Tanrının mâbedi her bir tarafından doluyor,
Bu saatlerde Süleymâniye târih oluyor.

Ordu-milletlerin en çok döğüşen, en sarpı
Adamış sevdiği Allah’ına bir böyle yapı.
En güzel mâbedi olsun diye en son dînin
Budur öz şekli hayâl ettiği mîmârînin.
Görebilsin diye sonsuzluğu her yerden iyi,
Seçmiş İstanbul’un ufkunda bu kudsî tepeyi;
Taşımış harcını gâzîleri, serdârıyle,
Taşı yenmiş nice bin işçisi, mîmâriyle.
Hür ve engin vatanın hem gece, hem gündüzüne,
Uhrevî bir kapı açmış buradan gökyüzüne,
Taa ki geçsin ezelî rahmete ruh orduları..
Bir neferdir, bu zafer mâbedinin mîmârı.

Ulu mâbed!

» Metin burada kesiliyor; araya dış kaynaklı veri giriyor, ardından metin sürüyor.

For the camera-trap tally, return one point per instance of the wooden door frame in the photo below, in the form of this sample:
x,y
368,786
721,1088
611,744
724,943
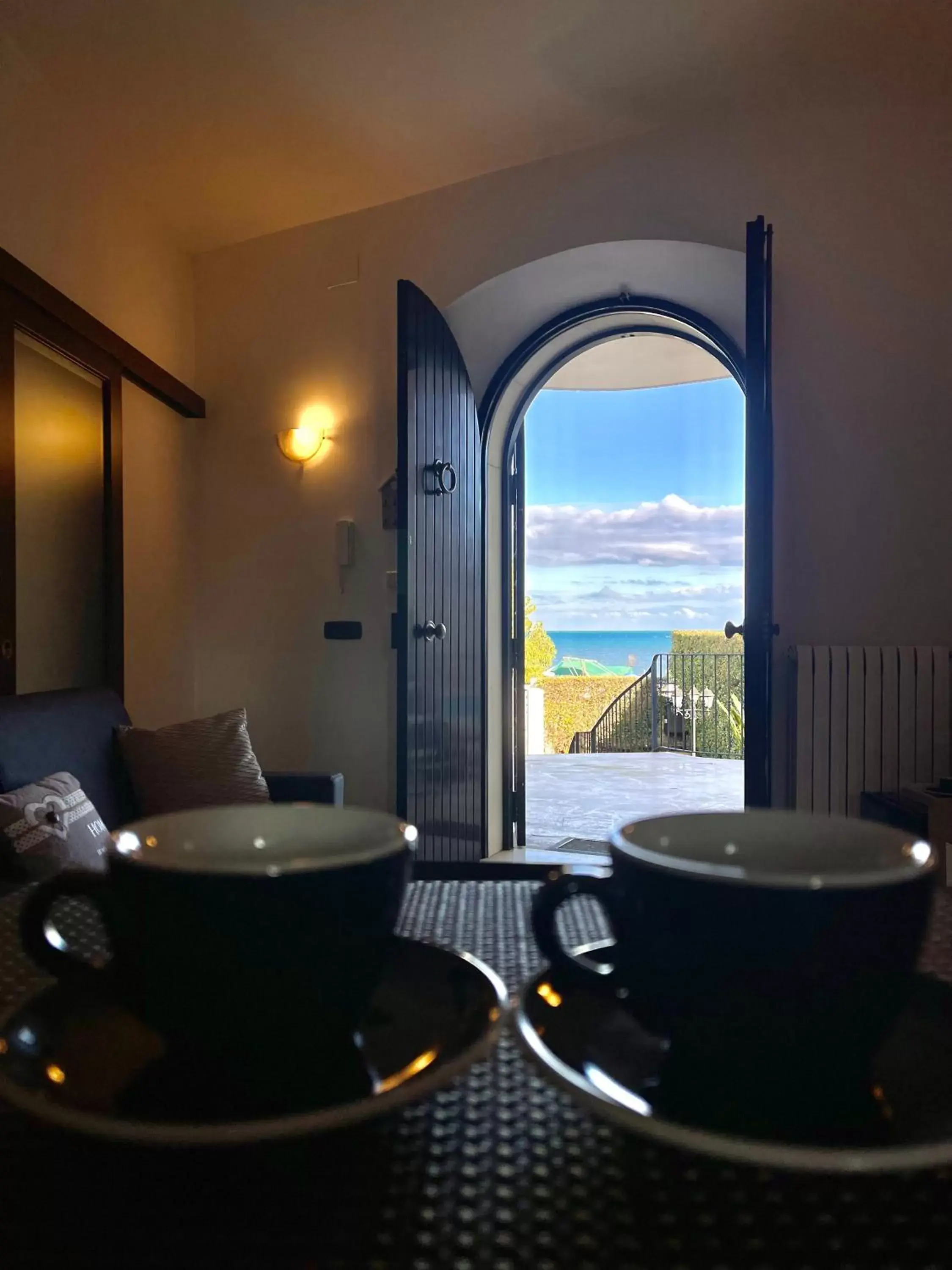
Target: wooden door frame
x,y
35,308
629,315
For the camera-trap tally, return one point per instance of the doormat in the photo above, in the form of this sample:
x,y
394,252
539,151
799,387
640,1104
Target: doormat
x,y
582,846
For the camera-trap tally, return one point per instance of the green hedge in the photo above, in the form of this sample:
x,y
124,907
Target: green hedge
x,y
574,703
706,642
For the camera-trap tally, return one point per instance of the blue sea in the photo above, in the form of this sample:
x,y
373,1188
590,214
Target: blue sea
x,y
614,648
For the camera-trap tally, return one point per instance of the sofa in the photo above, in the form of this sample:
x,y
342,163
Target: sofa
x,y
74,731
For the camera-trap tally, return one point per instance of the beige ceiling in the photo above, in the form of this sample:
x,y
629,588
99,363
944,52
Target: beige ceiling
x,y
231,119
639,362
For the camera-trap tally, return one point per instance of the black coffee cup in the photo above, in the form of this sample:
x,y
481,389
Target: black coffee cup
x,y
766,947
244,933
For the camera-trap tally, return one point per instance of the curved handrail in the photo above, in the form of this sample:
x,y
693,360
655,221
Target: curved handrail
x,y
625,693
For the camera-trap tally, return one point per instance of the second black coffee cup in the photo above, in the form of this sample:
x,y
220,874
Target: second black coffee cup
x,y
757,941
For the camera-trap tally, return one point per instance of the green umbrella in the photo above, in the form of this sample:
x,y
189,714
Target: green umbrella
x,y
584,666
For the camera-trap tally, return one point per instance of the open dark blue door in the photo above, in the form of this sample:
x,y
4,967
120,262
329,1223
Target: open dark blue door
x,y
758,533
440,587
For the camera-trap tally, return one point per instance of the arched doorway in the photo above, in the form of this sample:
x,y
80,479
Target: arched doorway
x,y
452,512
588,336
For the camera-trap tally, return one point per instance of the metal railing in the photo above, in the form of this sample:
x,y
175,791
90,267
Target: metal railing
x,y
692,703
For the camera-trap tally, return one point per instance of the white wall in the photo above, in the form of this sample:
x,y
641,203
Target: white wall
x,y
110,258
862,383
499,314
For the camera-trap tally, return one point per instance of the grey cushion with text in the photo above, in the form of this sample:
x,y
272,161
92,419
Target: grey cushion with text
x,y
49,825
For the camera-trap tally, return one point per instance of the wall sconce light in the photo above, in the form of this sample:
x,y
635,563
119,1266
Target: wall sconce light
x,y
304,442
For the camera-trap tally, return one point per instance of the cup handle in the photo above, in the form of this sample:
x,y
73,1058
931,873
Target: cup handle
x,y
41,939
548,901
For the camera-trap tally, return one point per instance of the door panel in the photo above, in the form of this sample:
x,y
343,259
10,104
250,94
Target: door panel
x,y
59,487
758,534
440,597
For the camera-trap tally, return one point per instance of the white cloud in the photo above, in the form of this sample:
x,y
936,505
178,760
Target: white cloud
x,y
671,533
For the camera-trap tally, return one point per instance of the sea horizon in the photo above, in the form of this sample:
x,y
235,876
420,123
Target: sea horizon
x,y
631,649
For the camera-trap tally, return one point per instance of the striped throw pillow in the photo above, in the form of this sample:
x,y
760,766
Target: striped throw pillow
x,y
205,762
49,825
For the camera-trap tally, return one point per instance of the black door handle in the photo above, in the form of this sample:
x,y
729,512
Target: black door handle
x,y
446,478
431,630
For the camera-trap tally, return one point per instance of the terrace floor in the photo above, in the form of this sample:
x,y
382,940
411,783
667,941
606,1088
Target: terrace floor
x,y
588,795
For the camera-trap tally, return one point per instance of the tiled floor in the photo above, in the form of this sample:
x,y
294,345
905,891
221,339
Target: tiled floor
x,y
587,795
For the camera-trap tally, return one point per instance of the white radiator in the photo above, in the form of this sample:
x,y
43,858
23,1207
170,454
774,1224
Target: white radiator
x,y
867,719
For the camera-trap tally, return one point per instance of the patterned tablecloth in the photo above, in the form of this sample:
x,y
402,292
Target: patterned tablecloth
x,y
498,1173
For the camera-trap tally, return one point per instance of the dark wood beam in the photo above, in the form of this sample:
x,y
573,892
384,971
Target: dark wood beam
x,y
136,366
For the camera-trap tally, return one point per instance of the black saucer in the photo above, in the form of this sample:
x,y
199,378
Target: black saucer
x,y
587,1043
80,1061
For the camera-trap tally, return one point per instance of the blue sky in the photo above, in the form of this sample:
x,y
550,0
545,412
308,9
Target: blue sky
x,y
635,507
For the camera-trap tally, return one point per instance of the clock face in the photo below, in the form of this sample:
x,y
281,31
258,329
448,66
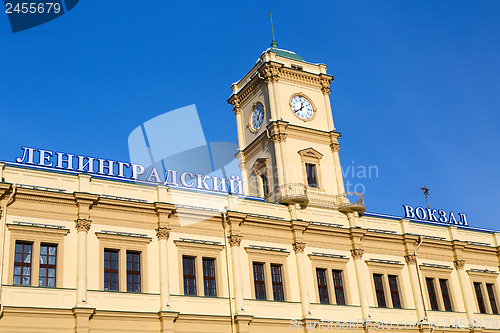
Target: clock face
x,y
301,107
257,117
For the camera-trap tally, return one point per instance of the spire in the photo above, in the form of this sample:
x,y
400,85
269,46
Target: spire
x,y
273,43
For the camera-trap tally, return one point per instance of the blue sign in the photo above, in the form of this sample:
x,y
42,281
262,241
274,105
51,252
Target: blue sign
x,y
434,215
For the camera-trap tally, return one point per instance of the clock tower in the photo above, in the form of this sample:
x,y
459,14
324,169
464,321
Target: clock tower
x,y
288,145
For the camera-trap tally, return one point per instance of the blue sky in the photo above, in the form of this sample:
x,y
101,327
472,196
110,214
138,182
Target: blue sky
x,y
415,91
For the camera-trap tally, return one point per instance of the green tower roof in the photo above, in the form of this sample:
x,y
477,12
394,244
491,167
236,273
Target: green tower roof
x,y
286,54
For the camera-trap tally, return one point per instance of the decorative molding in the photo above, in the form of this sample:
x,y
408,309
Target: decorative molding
x,y
357,253
335,147
279,137
302,78
270,72
122,238
459,264
36,229
162,232
325,84
234,240
411,259
125,208
83,224
299,247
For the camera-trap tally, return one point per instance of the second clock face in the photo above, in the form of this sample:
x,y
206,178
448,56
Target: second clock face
x,y
301,107
257,117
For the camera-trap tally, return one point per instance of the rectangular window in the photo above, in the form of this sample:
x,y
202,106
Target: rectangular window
x,y
259,281
431,289
322,286
379,290
265,184
312,179
393,287
491,296
443,284
111,269
133,271
209,277
277,281
479,297
189,275
48,256
22,263
338,286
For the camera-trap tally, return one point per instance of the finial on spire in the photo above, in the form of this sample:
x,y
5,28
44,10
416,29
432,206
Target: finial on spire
x,y
273,44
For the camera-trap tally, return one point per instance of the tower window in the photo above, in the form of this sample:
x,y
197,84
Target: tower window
x,y
312,178
265,184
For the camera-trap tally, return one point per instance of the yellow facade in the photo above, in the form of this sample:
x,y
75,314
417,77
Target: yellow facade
x,y
299,233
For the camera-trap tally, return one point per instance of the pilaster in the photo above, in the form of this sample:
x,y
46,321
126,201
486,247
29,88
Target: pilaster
x,y
163,213
82,316
167,320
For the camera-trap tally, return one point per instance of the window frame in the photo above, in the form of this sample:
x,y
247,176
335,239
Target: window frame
x,y
386,269
111,270
485,278
440,273
322,286
123,244
208,278
259,282
330,263
275,285
188,248
260,168
268,257
22,264
37,235
48,266
134,272
311,156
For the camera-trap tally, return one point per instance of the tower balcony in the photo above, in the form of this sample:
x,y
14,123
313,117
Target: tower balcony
x,y
298,193
289,194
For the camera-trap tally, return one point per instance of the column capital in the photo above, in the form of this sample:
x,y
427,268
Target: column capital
x,y
357,253
234,240
411,259
299,247
83,224
459,264
162,232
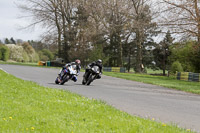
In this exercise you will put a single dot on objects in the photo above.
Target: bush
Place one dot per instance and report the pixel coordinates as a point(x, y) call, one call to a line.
point(176, 67)
point(45, 55)
point(4, 53)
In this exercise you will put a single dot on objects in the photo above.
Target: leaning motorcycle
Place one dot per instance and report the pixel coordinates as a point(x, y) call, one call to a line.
point(93, 73)
point(66, 74)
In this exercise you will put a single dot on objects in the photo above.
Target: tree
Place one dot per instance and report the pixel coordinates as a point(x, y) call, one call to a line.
point(162, 52)
point(7, 41)
point(4, 53)
point(12, 41)
point(182, 17)
point(143, 27)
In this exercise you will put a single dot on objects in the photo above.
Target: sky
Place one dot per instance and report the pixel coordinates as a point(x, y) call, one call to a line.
point(10, 22)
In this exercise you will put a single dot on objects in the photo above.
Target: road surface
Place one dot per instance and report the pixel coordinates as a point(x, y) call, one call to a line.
point(144, 100)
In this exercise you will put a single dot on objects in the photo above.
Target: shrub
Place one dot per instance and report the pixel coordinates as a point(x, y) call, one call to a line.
point(176, 67)
point(45, 55)
point(4, 53)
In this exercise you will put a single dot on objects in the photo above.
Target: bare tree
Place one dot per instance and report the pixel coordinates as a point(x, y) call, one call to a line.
point(182, 17)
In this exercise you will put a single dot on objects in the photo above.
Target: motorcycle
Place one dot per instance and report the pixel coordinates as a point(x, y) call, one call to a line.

Seni ancak bu sabah anlıyorum;
Ben de bir vârisin olmakla bugün mağrûrum;
Bir zaman hendeseden âbide zannettimdi;
Kubben altında bu cumhûra bakarken şimdi,
Senelerden beri rüyâda görüp özlediğim
Cedlerin mağfiret iklîmine girmiş gibiyim.
Dili bir, gönlü bir, îmânî bir insan yığını
Görüyor varlığının bir yere toplandığını;
Büyük Allah’ı anarken bir ağızdan herkes
Nice bin dalgalı Tekbîr oluyor tek bir ses;
Yükselen bir nakaratın büyüyen velvelesi,
Nice tuğlarla karışmış nice bin at yelesi!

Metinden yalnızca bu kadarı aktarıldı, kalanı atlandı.